Priority Research Paper Volume 13, Issue 4 pp 4747—4777
Insights into epithelial cell senescence from transcriptome and secretome analysis of human oral keratinocytes
- 1 Molecular and Cell Biology Laboratory, Salk Institute for Biological Studies and University of California – San Diego, La Jolla, CA 92037, USA
- 2 Razavi Newman Integrative Genomics and Bioinformatics Core, Salk Institute for Biological Studies, La Jolla, CA 92037, USA
- 3 Waitt Advanced Biophotonics Core, Salk Institute for Biological Studies, La Jolla, CA 92037, USA
- 4 Department of Pharmacology and Moores Cancer Center, University of California – San Diego, La Jolla, CA 92093, USA
- 5 Center for Cancer Research, National Cancer Institute, National Institutes of Health, Bethesda, MD 20892, USA
Received: August 18, 2020 Accepted: January 21, 2021 Published: February 12, 2021https://doi.org/10.18632/aging.202658
How to Cite
Copyright: © 2021 Schwartz et al. This is an open access article distributed under the terms of the Creative Commons Attribution License (CC BY 3.0), which permits unrestricted use, distribution, and reproduction in any medium, provided the original author and source are credited.

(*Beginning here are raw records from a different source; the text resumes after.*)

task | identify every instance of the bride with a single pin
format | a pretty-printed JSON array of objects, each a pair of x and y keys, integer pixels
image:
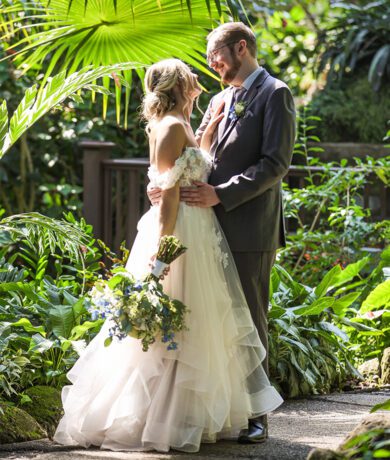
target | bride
[{"x": 122, "y": 398}]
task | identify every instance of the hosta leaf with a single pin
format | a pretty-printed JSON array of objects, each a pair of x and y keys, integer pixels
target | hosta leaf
[
  {"x": 27, "y": 326},
  {"x": 39, "y": 344},
  {"x": 62, "y": 320},
  {"x": 79, "y": 331},
  {"x": 334, "y": 330},
  {"x": 317, "y": 307},
  {"x": 350, "y": 271},
  {"x": 327, "y": 281},
  {"x": 341, "y": 304},
  {"x": 296, "y": 343}
]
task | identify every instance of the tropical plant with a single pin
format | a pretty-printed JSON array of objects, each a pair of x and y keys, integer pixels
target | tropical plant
[
  {"x": 308, "y": 352},
  {"x": 78, "y": 34},
  {"x": 36, "y": 103},
  {"x": 45, "y": 268},
  {"x": 318, "y": 334},
  {"x": 358, "y": 36},
  {"x": 350, "y": 111},
  {"x": 331, "y": 225}
]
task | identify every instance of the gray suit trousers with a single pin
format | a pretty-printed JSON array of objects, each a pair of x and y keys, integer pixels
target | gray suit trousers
[{"x": 254, "y": 269}]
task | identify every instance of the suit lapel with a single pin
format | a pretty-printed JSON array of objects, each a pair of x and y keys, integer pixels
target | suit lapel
[
  {"x": 248, "y": 98},
  {"x": 228, "y": 103}
]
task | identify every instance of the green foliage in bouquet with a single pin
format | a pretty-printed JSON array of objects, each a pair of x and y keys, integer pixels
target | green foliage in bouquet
[{"x": 140, "y": 308}]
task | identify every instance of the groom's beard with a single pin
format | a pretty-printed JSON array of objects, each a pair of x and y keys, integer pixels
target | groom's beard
[{"x": 230, "y": 74}]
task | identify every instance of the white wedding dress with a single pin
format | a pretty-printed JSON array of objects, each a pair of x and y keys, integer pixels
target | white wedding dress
[{"x": 122, "y": 398}]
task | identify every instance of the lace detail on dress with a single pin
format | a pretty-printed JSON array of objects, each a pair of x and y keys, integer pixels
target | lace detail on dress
[
  {"x": 193, "y": 164},
  {"x": 216, "y": 239}
]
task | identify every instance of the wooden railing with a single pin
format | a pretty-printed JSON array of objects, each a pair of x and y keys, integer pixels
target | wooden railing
[{"x": 115, "y": 193}]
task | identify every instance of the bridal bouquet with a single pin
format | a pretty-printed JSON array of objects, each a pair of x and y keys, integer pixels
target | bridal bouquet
[{"x": 140, "y": 308}]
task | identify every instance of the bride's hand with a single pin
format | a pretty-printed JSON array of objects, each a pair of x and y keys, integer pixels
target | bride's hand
[
  {"x": 216, "y": 117},
  {"x": 152, "y": 264}
]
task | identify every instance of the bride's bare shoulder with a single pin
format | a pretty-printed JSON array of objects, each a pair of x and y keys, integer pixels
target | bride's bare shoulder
[
  {"x": 168, "y": 138},
  {"x": 167, "y": 126}
]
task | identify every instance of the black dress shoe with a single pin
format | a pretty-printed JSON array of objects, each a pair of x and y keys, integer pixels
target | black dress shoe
[{"x": 256, "y": 433}]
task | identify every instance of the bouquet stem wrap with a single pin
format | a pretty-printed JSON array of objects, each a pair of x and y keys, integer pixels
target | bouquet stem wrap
[{"x": 140, "y": 308}]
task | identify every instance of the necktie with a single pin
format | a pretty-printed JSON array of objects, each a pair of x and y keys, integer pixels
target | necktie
[{"x": 238, "y": 93}]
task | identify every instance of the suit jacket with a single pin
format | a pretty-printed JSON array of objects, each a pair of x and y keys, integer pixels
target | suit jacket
[{"x": 250, "y": 159}]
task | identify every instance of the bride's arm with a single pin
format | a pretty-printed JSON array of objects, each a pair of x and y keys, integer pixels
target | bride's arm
[{"x": 170, "y": 143}]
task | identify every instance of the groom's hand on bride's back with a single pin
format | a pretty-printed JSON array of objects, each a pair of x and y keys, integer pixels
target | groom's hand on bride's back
[
  {"x": 200, "y": 194},
  {"x": 154, "y": 194}
]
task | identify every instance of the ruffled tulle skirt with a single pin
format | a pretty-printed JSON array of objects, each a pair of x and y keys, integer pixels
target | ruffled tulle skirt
[{"x": 122, "y": 398}]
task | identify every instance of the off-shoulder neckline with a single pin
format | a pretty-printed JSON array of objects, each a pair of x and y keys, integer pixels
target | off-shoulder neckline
[{"x": 185, "y": 150}]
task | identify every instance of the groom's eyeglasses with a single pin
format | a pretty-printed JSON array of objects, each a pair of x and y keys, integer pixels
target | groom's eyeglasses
[{"x": 213, "y": 54}]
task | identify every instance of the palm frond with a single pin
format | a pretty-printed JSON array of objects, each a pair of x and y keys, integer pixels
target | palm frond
[
  {"x": 36, "y": 103},
  {"x": 103, "y": 32}
]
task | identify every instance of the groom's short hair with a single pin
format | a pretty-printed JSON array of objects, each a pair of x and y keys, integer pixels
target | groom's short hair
[{"x": 232, "y": 32}]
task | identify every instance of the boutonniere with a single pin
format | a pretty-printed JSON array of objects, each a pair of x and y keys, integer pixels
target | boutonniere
[{"x": 237, "y": 110}]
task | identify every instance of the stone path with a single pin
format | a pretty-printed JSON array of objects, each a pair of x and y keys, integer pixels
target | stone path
[{"x": 295, "y": 428}]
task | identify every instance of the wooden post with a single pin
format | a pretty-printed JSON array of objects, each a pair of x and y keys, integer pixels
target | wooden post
[{"x": 94, "y": 153}]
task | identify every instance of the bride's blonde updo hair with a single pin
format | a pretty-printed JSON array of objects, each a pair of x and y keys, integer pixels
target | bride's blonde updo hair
[{"x": 160, "y": 80}]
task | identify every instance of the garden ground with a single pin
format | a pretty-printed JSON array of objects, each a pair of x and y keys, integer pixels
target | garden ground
[{"x": 296, "y": 428}]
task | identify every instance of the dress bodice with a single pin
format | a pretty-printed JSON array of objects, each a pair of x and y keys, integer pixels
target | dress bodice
[{"x": 193, "y": 164}]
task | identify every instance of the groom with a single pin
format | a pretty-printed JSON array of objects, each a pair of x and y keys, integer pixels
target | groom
[{"x": 251, "y": 149}]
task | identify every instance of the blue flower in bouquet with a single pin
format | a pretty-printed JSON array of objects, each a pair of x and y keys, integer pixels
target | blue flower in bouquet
[
  {"x": 138, "y": 286},
  {"x": 140, "y": 308},
  {"x": 167, "y": 337}
]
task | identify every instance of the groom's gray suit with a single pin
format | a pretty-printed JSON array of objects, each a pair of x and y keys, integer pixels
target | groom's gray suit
[{"x": 251, "y": 155}]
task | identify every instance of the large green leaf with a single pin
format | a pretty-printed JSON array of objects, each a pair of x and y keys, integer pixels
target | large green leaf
[
  {"x": 39, "y": 344},
  {"x": 103, "y": 34},
  {"x": 28, "y": 327},
  {"x": 317, "y": 307},
  {"x": 62, "y": 320},
  {"x": 3, "y": 121},
  {"x": 377, "y": 298},
  {"x": 34, "y": 105},
  {"x": 341, "y": 304},
  {"x": 327, "y": 281},
  {"x": 350, "y": 271}
]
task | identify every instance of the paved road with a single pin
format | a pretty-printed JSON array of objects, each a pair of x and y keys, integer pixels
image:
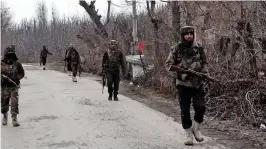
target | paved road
[{"x": 57, "y": 113}]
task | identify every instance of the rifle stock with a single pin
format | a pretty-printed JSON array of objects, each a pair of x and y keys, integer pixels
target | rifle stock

Senescent cells produce chronic inflammation that contributes to the diseases and debilities of aging. How this process is orchestrated in epithelial cells, the origin of human carcinomas, is poorly understood. We used human normal oral keratinocytes (NOKs) to elucidate senescence programs in a prototype primary mucosal epithelial cell that senesces spontaneously. While NOKs exhibit several typical facets of senescence, they also display distinct characteristics. These include expression of p21WAF1/CIP1 at early passages, making this common marker of senescence unreliable in NOKs. Transcriptome analysis by RNA-seq revealed specific commonalities with and differences from cancer cells, explicating the tumor avoidance role of senescence. Repression of DNA repair genes that correlated with downregulation of E2F1 mRNA and protein was observed for two donors; a divergent result was seen for the third. Using proteomic profiling of soluble (non-vesicular) and extracellular vesicle (EV) associated secretions, we propose additions to the senescence associated secretory phenotype, including HSP60, which localizes to the surface of EVs. Finally, EVs from senescent NOKs activate interferon pathway signaling in THP-1 monocytes in a STING-dependent manner and associate with mitochondrial and nuclear DNA. Our results highlight senescence changes in epithelial cells and how they might contribute to chronic inflammation and age-related diseases.